MAFFT (Multiple Alignment with Fast Fourier Transform) is a multiple sequence alignment program. MAFFT implements the Fast Fourier Transform (FFT) to optimize protein alignments based on physical properties of the amino acids (Katoh et al., 2002; 2005; 2008; 2009). The program uses progressive alignment and iterative alignment. Nucleotide and amino acid sequences in FASTA format can be aligned. MAFFT is useful for hard-to-align sequences such as those containing large gaps (e.g., rRNA sequences containing variable loop regions).
At the command prompt of the terminal window, type:
mafft
MAFFT will ask you for an input file, which must be in FASTA format. You can use your own FASTA file, or use this coding DNA data set (view, download)
or this amino acid data set (view, download). Additional unaligned nucleotide and amino acid sequences in FASTA format are available.
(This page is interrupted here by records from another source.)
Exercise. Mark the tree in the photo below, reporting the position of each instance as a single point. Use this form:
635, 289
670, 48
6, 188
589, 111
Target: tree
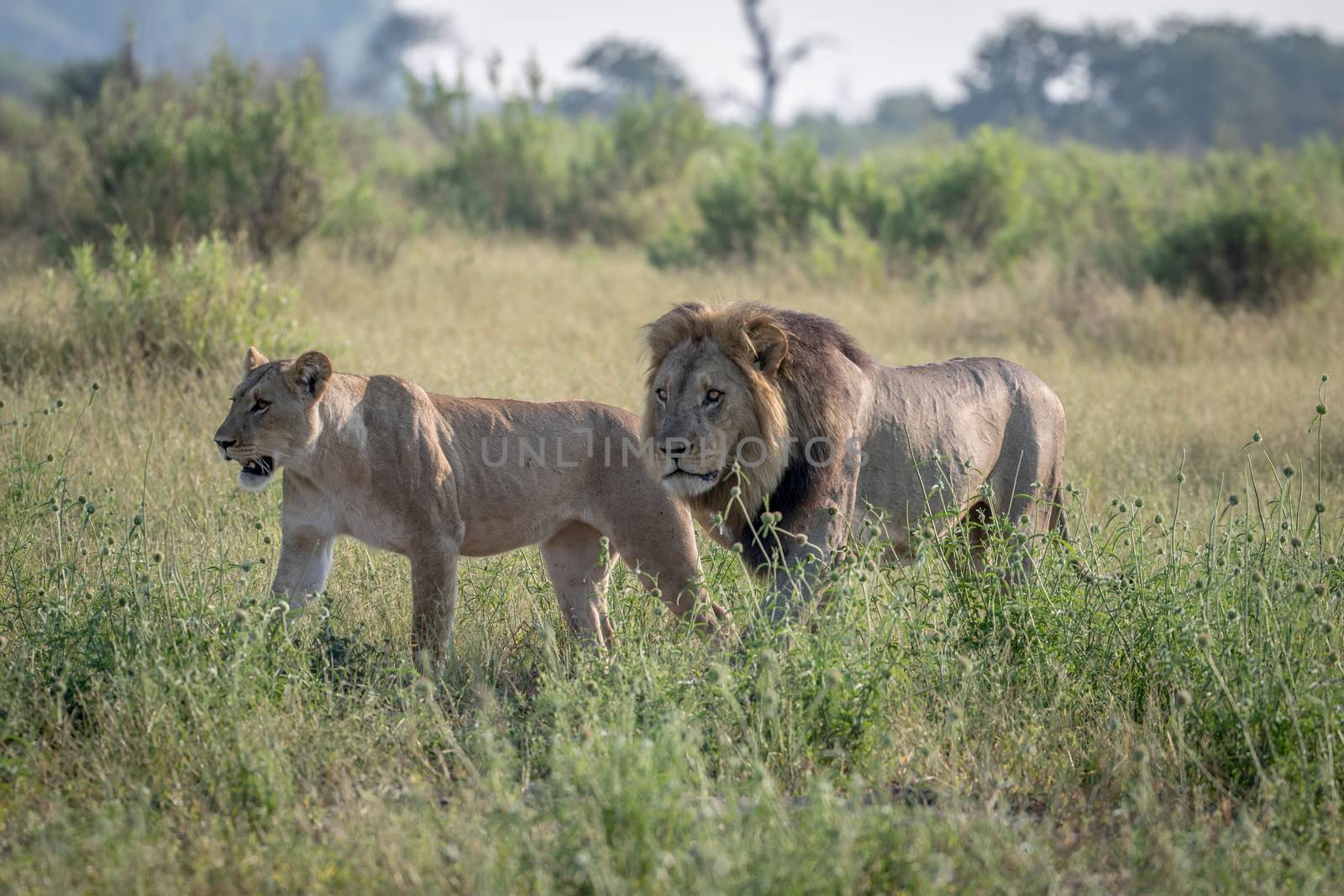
386, 49
905, 113
622, 69
770, 63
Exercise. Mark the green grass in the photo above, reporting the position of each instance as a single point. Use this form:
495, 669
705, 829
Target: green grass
1178, 727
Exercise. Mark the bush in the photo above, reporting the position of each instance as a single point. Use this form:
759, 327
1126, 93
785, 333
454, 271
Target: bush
174, 163
187, 309
528, 168
1261, 255
192, 309
971, 201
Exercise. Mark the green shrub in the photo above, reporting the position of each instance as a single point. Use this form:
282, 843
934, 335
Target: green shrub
969, 201
174, 163
528, 168
1260, 254
187, 309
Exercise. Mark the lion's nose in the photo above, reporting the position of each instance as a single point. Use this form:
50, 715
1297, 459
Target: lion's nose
676, 446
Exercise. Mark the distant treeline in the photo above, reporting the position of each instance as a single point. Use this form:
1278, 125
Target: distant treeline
159, 160
1183, 86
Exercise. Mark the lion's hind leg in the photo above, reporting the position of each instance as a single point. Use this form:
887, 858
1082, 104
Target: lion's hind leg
578, 566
Type the name of the output file. By default, MAFFT outputs the file in FASTA format. For example, you can type:
output1.fasta
The program will ask you several questions, such as the number of trees to rebuild, the number of iterations, scoring matrix, gap cost penalties, etc. Hit the return key to keep the default setting for any of the questions. Make sure to change the number of iterations from 0 to any positive number when running the iterative alignment.
The default setting in MAFFT is a progressive FFT alignment with two tree-building cycles (FFT-NS-2). A quick way to generate an alignment keeping all default settings is:
mafft input.fasta output.fasta
It can also detect the best settings by using:
mafft --auto input.fasta output.fasta
For a list of other parameters you can type:
mafft help
MAFFT is also available via a web interface.